Yeah, I thought, easy to say in our work-a-days lives, and he gets millions for one job, but I can't imagine what it must really be like. What with family, friends and business associates depending on you for their livelihood. You just can't act any old way that you want to without losing contacts and potential income. If you act up, someone loses their job. Pretty weird existence.
Anyway, we stayed out in the lobby, trying to locate friends. Being the floor we were on this year, we didn't see too many friends of ours. I think we are usually in the nose-bleeds, and that is probably where most of our friends were. At just before 5pm, we finally made our way inside to our seats and the theater. If you saw the event on TV, you saw everything I saw with the exception of the DJ during the commercials. The producer counting down the return from commercial over the PA system and camera flinging themselves through the air on wire-rigs hung from the ceiling.

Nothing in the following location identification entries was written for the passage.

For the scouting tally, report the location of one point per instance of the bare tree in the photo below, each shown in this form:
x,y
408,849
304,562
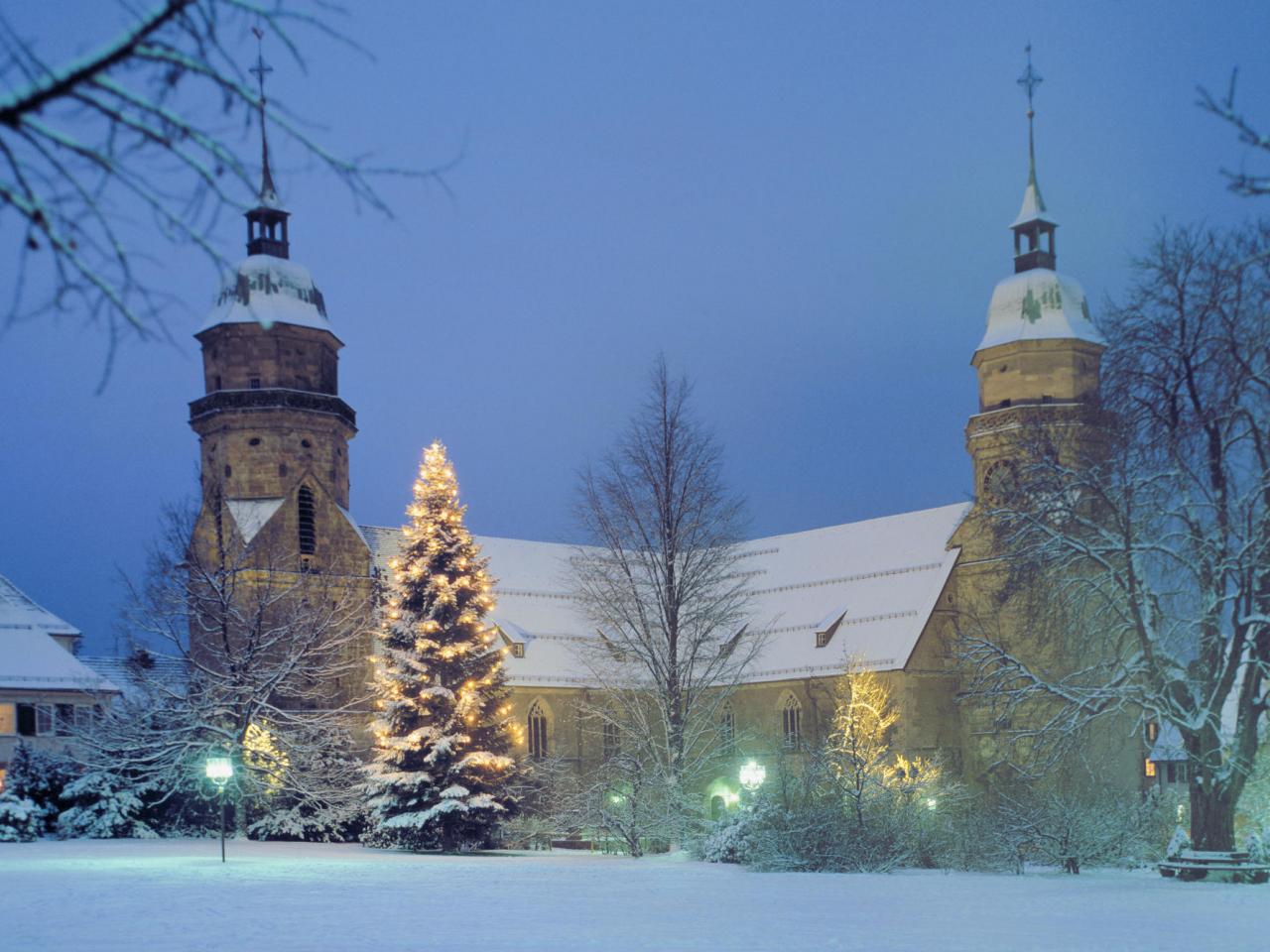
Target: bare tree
x,y
1241,181
140,130
270,669
665,585
1153,548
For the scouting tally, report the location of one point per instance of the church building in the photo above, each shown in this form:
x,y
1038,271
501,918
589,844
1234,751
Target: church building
x,y
888,592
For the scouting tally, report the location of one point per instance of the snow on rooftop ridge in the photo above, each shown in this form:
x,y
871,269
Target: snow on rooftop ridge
x,y
266,290
875,580
31,660
252,515
19,611
1038,304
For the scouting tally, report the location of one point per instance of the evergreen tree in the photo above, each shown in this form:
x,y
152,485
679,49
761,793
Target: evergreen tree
x,y
40,775
441,772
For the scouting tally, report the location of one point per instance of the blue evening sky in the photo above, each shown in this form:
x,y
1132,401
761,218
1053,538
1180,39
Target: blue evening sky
x,y
804,204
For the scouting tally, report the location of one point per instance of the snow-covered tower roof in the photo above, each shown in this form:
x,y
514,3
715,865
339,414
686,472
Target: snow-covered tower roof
x,y
1037,302
267,287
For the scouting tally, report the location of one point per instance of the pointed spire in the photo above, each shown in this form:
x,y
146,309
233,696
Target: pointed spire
x,y
1033,222
267,222
268,194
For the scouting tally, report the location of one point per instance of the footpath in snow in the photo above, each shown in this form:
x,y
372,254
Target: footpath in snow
x,y
177,896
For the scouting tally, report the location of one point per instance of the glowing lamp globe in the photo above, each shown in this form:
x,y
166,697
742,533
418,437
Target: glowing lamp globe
x,y
752,775
218,770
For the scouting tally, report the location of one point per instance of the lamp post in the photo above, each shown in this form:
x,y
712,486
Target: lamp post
x,y
218,771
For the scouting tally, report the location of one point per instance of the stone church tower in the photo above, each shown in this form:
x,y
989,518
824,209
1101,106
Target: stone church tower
x,y
1038,370
272,426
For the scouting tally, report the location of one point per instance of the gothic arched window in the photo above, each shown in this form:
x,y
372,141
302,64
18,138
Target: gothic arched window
x,y
538,731
305,513
612,740
728,726
792,722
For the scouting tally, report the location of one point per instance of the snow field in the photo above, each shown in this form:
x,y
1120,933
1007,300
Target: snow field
x,y
176,896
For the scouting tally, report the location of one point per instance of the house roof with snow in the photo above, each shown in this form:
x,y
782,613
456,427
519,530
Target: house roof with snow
x,y
141,675
871,585
21,612
30,656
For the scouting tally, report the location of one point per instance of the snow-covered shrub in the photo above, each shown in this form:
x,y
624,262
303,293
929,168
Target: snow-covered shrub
x,y
731,839
40,775
1071,830
1256,848
102,806
21,820
1179,842
310,788
324,824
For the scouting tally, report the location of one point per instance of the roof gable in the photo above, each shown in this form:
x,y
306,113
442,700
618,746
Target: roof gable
x,y
878,580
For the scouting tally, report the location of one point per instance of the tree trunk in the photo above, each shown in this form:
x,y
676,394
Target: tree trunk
x,y
1211,816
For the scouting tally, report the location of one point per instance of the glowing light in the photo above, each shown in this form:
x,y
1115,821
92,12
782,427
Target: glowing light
x,y
218,770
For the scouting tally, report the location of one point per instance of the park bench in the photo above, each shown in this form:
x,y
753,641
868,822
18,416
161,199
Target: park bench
x,y
1192,865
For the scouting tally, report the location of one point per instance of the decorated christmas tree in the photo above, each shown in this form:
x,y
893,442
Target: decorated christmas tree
x,y
441,771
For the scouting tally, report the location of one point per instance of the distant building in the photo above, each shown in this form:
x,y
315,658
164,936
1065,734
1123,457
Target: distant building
x,y
273,433
46,692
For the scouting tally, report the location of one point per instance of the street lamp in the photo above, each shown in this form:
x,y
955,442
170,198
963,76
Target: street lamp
x,y
752,775
218,771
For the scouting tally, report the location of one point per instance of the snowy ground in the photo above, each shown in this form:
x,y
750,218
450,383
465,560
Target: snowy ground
x,y
175,895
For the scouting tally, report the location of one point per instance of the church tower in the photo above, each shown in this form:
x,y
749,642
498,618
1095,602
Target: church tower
x,y
1038,361
272,426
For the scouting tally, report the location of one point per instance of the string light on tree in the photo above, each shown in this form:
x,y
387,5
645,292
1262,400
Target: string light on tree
x,y
441,770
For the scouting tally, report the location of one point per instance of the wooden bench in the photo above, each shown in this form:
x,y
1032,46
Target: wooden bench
x,y
1192,865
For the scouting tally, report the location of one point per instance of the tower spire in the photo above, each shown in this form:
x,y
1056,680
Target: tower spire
x,y
268,194
1033,223
267,222
1029,81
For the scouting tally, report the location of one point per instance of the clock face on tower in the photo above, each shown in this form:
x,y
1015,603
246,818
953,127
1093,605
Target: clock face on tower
x,y
1001,481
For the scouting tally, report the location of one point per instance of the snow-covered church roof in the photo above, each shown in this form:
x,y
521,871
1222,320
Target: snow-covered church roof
x,y
875,583
21,612
31,658
267,290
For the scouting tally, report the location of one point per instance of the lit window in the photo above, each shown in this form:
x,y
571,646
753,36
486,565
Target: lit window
x,y
64,720
308,532
538,734
792,722
612,742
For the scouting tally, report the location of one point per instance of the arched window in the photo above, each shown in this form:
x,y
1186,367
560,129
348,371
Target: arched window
x,y
538,731
792,722
728,726
612,742
305,511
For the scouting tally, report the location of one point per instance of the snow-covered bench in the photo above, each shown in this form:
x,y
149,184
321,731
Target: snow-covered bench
x,y
1191,865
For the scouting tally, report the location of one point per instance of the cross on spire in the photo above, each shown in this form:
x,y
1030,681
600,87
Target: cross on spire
x,y
267,222
261,68
1030,79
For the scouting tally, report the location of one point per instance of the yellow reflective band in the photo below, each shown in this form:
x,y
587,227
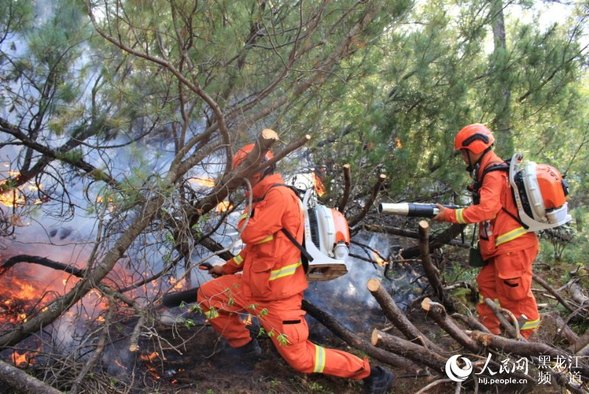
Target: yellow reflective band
x,y
287,270
211,314
510,236
319,359
530,325
459,216
267,239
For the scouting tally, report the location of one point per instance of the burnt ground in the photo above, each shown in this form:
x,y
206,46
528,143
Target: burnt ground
x,y
204,366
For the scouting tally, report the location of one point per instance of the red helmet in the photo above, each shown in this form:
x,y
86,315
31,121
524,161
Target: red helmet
x,y
242,153
474,137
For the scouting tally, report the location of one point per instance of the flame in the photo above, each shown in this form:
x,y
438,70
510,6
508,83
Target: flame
x,y
223,206
207,182
26,292
11,198
379,260
23,359
248,320
16,197
149,357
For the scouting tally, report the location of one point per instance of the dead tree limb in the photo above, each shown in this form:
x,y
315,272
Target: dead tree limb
x,y
409,350
23,382
251,165
581,347
552,291
359,343
96,354
347,185
397,317
562,328
368,203
471,322
438,313
526,349
443,238
508,326
45,262
435,242
431,272
577,295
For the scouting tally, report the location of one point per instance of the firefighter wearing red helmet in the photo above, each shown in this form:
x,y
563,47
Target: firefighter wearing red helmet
x,y
267,279
506,247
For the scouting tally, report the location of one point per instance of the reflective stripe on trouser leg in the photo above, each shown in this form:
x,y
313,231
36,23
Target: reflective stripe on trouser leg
x,y
290,337
486,282
221,301
319,359
514,287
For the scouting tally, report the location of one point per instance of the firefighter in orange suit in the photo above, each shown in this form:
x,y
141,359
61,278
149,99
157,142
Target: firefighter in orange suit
x,y
507,248
267,280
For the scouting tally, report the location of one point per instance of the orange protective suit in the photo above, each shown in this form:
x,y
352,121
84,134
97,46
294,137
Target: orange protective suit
x,y
267,279
506,247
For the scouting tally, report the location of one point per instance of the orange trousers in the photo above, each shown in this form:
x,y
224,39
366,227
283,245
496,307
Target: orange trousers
x,y
507,279
222,300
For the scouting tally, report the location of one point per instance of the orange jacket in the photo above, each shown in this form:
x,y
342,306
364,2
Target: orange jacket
x,y
499,233
271,263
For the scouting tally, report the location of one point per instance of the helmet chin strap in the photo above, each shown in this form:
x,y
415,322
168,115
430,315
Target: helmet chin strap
x,y
473,166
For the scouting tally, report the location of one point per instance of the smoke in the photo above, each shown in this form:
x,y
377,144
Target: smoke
x,y
347,298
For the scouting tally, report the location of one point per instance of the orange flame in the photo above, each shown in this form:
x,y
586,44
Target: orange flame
x,y
21,359
319,186
207,182
223,206
378,260
16,197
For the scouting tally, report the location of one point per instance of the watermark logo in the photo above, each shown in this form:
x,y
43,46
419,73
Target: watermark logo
x,y
457,373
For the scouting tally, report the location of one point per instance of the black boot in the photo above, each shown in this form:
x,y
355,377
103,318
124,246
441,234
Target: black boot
x,y
250,350
379,381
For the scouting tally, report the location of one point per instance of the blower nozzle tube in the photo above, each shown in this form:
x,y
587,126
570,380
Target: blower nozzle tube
x,y
412,209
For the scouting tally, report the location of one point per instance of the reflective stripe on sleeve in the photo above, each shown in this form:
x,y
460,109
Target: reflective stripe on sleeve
x,y
264,240
211,313
287,270
319,359
459,216
530,325
510,235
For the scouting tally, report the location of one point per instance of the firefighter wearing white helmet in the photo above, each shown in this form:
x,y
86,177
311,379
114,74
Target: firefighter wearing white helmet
x,y
267,279
507,248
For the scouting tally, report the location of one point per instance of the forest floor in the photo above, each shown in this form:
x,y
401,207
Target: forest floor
x,y
205,368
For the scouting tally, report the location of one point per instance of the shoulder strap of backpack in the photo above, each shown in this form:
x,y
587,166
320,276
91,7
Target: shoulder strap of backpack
x,y
307,256
504,166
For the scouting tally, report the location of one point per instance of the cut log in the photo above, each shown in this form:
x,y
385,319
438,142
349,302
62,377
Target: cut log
x,y
431,272
526,349
368,203
506,324
347,186
22,382
397,317
552,291
438,313
359,343
409,350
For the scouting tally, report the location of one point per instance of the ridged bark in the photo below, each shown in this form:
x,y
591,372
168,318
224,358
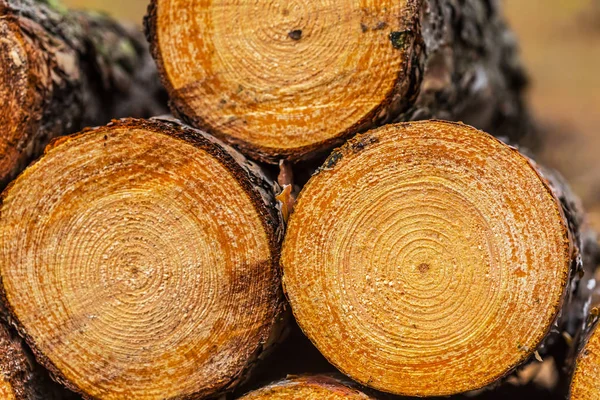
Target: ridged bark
x,y
456,60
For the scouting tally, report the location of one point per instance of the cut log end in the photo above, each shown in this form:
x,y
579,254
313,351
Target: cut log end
x,y
585,384
285,78
139,261
318,387
6,390
418,259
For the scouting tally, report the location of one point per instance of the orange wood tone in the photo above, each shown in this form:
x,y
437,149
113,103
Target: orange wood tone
x,y
139,261
427,258
281,79
307,388
585,384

It was nice. It went too fast for me. Then, afterwords, we finally got invited to a post-Oscar party on the red carpet by a friend from work -- a Sony Party which we couldn't find. Was that 3rd street? The 8000 block or 6000 block? So, Kim and I went to the Beverly Wilshire Hotel, or the "Pretty Woman" hotel as you may know it. Got a drink or two, dessert and settled down from all the excitement of the evening.
We went home around 11:30pm and crashed. Me knowing that I had to get up for dailies in the morning.